The fuel adjustment component (FAC) introduced for rail freight is likely to push up the transport charges by 5.8% and may result in traffic moving away from the state-run transporter to trucks as moving goods by road will get even more attractive. The 5-6% decline in road freight rates over the past few months will add to the competitiveness of trucks, industry players said.

The freight increase will cost the Railways some of the premium cargo moved by it (such as cars) and help consolidate truck freight rates. “The dynamic fuel surcharge will result in a freight change twice a year. Rail transportation of cars will, therefore, become progressively more expensive as we are likely to see an upward revision in diesel prices,” said R Sethuraman, director, finance and corporate affairs, Hyundai Motor India, which continues to use Railways along with road transport for movement of its vehicles.
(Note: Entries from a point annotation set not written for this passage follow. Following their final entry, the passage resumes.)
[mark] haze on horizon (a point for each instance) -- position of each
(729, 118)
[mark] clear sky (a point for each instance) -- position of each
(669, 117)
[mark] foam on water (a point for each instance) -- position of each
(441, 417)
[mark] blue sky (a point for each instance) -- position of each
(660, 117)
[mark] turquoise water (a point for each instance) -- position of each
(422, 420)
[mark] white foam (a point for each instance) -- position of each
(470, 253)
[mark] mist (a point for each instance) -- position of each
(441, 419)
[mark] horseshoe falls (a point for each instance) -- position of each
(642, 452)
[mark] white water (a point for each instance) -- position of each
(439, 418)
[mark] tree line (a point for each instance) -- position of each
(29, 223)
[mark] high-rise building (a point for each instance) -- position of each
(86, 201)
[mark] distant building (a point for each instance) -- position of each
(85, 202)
At present, road transport sector has around 80% share of country’s freight, while Railways’ share has been steadily decreasing — from 32% in 2002 to 20% at present. Industry estimates suggest that the share of cement, which is one of the major bulk cargo items, has dropped by 8-9%. Items like iron ore, coal, steel, fertilizer, petrol product and cement constitute 90% of rail cargo. With transporters getting huge number of heavy duty and multi-axel trucks, some of these major cargos are also getting shifted to the road transport sector.
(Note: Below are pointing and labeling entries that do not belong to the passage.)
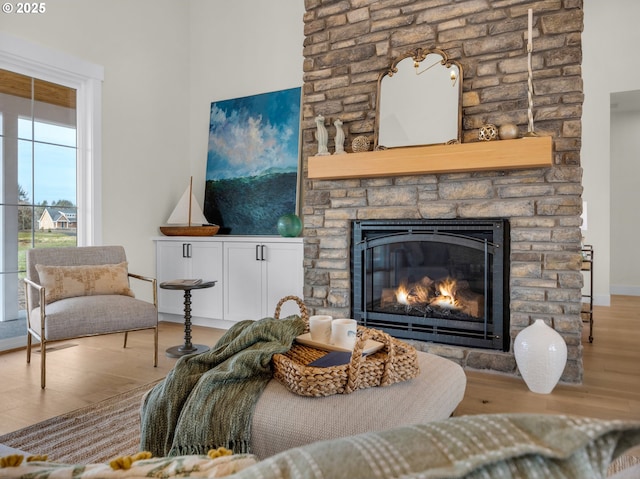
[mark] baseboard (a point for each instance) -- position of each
(196, 321)
(625, 289)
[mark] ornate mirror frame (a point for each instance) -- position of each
(401, 123)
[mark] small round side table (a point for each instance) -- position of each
(186, 286)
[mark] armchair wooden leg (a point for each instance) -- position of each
(28, 347)
(155, 347)
(43, 363)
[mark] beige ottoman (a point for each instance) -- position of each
(283, 420)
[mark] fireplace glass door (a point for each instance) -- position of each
(441, 282)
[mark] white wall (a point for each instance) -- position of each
(239, 48)
(165, 61)
(609, 44)
(625, 229)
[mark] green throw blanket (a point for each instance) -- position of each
(207, 400)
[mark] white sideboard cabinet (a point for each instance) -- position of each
(252, 272)
(257, 274)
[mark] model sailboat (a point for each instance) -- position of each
(187, 218)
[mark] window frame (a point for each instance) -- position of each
(86, 78)
(40, 62)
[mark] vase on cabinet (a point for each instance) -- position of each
(541, 355)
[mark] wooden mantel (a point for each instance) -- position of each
(531, 152)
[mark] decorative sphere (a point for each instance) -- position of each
(488, 132)
(360, 143)
(508, 131)
(289, 225)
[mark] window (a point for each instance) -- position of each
(54, 143)
(38, 162)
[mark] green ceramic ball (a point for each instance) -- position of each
(289, 225)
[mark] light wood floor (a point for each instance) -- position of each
(84, 371)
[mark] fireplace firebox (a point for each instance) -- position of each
(444, 281)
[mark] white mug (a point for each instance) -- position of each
(343, 333)
(320, 328)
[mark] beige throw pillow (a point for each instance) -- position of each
(69, 281)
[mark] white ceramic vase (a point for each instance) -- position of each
(541, 355)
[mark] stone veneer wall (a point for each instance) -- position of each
(348, 43)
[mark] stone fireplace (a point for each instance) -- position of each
(348, 44)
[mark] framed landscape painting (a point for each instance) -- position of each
(252, 162)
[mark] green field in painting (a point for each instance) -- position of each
(250, 206)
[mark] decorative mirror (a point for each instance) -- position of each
(419, 101)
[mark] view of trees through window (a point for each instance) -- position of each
(38, 206)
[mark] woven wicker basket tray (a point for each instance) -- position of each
(395, 362)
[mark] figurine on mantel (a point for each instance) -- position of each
(339, 140)
(323, 137)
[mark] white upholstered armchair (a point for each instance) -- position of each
(83, 291)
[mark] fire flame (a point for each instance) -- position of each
(415, 294)
(441, 294)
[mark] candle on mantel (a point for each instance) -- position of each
(530, 32)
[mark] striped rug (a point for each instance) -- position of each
(95, 433)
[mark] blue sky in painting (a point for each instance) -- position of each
(253, 135)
Absolute comparison of freight charges for each category of items shows that rail charges are less. But factors like safe delivery, continuous availability of booking and delivery point within business centres/markets and business hubs, along with personalized service and better claim settlement make road transport sector more attractive. About 95% of the parcel cargo is transported by road.

The new announcement has not gone down well with the market. “A 5% increase in freight rates from April 1 will generate higher revenues to Railways, but it also runs the risk of losing its already dwindling market share to roads and highways. While improvement in connectivity to mines is a welcome step, increase in freight will not only push up steel prices, it will also add to inflationary pressures,” said Dilip Oomen, MD, Essar Steel.
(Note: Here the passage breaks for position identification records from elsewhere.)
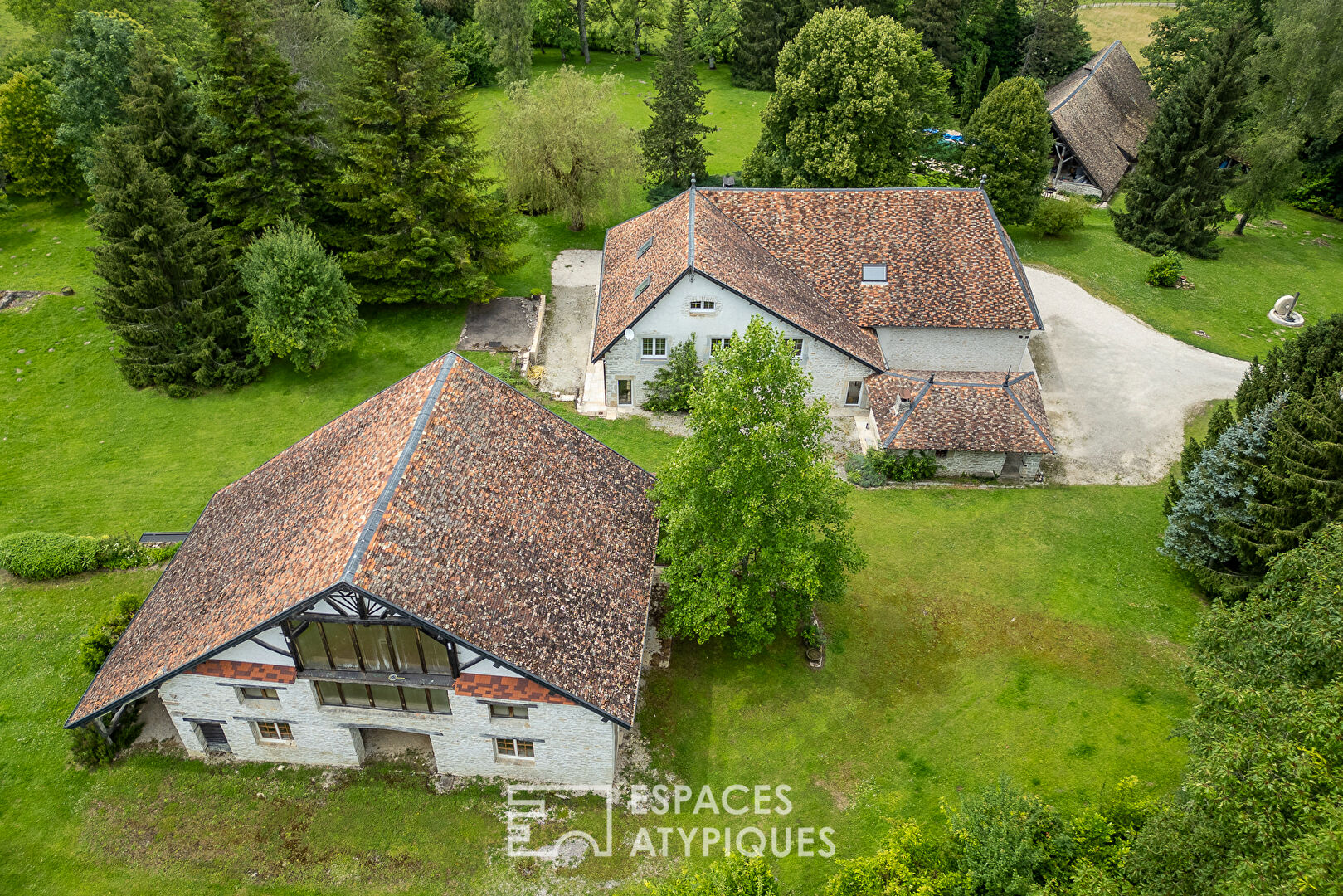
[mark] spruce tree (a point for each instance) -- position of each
(1175, 192)
(168, 292)
(425, 225)
(266, 158)
(673, 143)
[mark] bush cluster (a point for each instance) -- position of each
(1166, 270)
(876, 468)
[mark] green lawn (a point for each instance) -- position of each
(1232, 295)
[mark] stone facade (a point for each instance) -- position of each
(673, 319)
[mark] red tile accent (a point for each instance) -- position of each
(505, 688)
(245, 670)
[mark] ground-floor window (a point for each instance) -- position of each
(514, 748)
(275, 731)
(351, 694)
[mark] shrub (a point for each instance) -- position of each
(674, 382)
(1166, 270)
(1054, 217)
(46, 555)
(100, 640)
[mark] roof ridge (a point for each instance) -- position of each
(384, 499)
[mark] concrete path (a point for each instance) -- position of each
(567, 334)
(1117, 391)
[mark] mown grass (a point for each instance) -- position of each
(1232, 295)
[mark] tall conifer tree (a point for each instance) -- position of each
(425, 226)
(673, 143)
(266, 158)
(169, 293)
(1174, 195)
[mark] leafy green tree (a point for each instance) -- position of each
(562, 147)
(299, 305)
(755, 520)
(160, 119)
(1054, 42)
(265, 163)
(673, 143)
(425, 226)
(1214, 499)
(1174, 195)
(1258, 801)
(93, 73)
(854, 95)
(509, 24)
(673, 384)
(1297, 366)
(168, 292)
(1009, 141)
(36, 163)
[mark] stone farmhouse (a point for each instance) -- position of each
(1100, 116)
(447, 566)
(908, 306)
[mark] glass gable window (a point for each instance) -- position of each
(371, 648)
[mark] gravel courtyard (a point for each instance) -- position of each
(1117, 391)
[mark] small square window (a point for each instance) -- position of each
(514, 748)
(275, 731)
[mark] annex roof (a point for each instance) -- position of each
(449, 496)
(959, 410)
(1103, 112)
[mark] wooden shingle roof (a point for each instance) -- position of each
(449, 496)
(1103, 112)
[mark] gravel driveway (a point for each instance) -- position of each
(567, 334)
(1117, 391)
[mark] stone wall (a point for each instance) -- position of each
(572, 743)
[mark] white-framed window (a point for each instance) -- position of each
(275, 733)
(514, 748)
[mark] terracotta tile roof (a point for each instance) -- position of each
(504, 525)
(245, 670)
(948, 262)
(1103, 112)
(507, 688)
(959, 410)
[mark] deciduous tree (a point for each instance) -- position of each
(755, 520)
(562, 147)
(854, 95)
(1009, 141)
(423, 223)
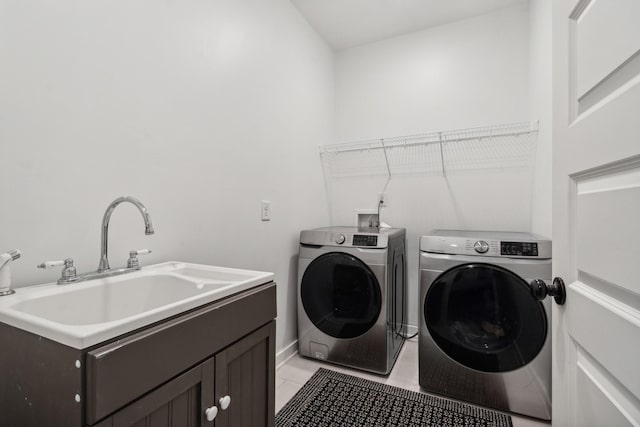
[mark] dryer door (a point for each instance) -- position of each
(484, 317)
(340, 295)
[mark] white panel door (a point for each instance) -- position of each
(596, 212)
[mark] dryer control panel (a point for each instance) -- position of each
(485, 245)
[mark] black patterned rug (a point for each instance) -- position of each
(333, 399)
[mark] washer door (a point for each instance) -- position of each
(484, 317)
(340, 295)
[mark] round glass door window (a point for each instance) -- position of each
(484, 317)
(341, 295)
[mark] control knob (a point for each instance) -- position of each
(481, 246)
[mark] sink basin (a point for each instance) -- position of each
(87, 313)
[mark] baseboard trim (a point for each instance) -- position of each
(286, 353)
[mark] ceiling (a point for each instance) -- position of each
(349, 23)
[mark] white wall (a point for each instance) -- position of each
(199, 108)
(540, 105)
(465, 74)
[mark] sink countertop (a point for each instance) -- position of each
(83, 314)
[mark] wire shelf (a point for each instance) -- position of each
(492, 147)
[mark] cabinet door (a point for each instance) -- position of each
(179, 403)
(245, 373)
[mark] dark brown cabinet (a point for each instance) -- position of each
(213, 366)
(179, 403)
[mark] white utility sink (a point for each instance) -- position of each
(86, 313)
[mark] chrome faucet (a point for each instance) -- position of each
(104, 246)
(69, 274)
(5, 275)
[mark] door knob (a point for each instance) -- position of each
(540, 290)
(211, 413)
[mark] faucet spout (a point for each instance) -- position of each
(104, 245)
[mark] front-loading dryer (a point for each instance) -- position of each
(352, 296)
(483, 337)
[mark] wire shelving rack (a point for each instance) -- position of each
(492, 147)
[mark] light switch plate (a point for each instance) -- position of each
(265, 214)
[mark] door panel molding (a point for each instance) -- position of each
(617, 405)
(602, 65)
(597, 323)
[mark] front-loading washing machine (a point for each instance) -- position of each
(483, 337)
(352, 296)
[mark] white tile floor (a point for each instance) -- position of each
(292, 375)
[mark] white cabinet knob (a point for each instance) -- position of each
(211, 413)
(225, 402)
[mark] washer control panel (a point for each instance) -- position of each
(519, 248)
(481, 246)
(365, 240)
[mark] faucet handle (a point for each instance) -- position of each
(132, 262)
(51, 264)
(14, 254)
(68, 272)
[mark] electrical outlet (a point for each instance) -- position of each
(383, 200)
(265, 214)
Industry experts said the focus should be on increasing the speed of cargo delivery than comparing whether it would entail loss for Railways or road transport. “We have a record of cargo moving 30 km per hour by road and 25 km by train, which is dismal. There is a need to bring down our logistic expense to 7% of GDP, which is at present 15% of our GDP,” said S P Singh, convener, Indian Foundation of Transport Research and Training, an advocacy group.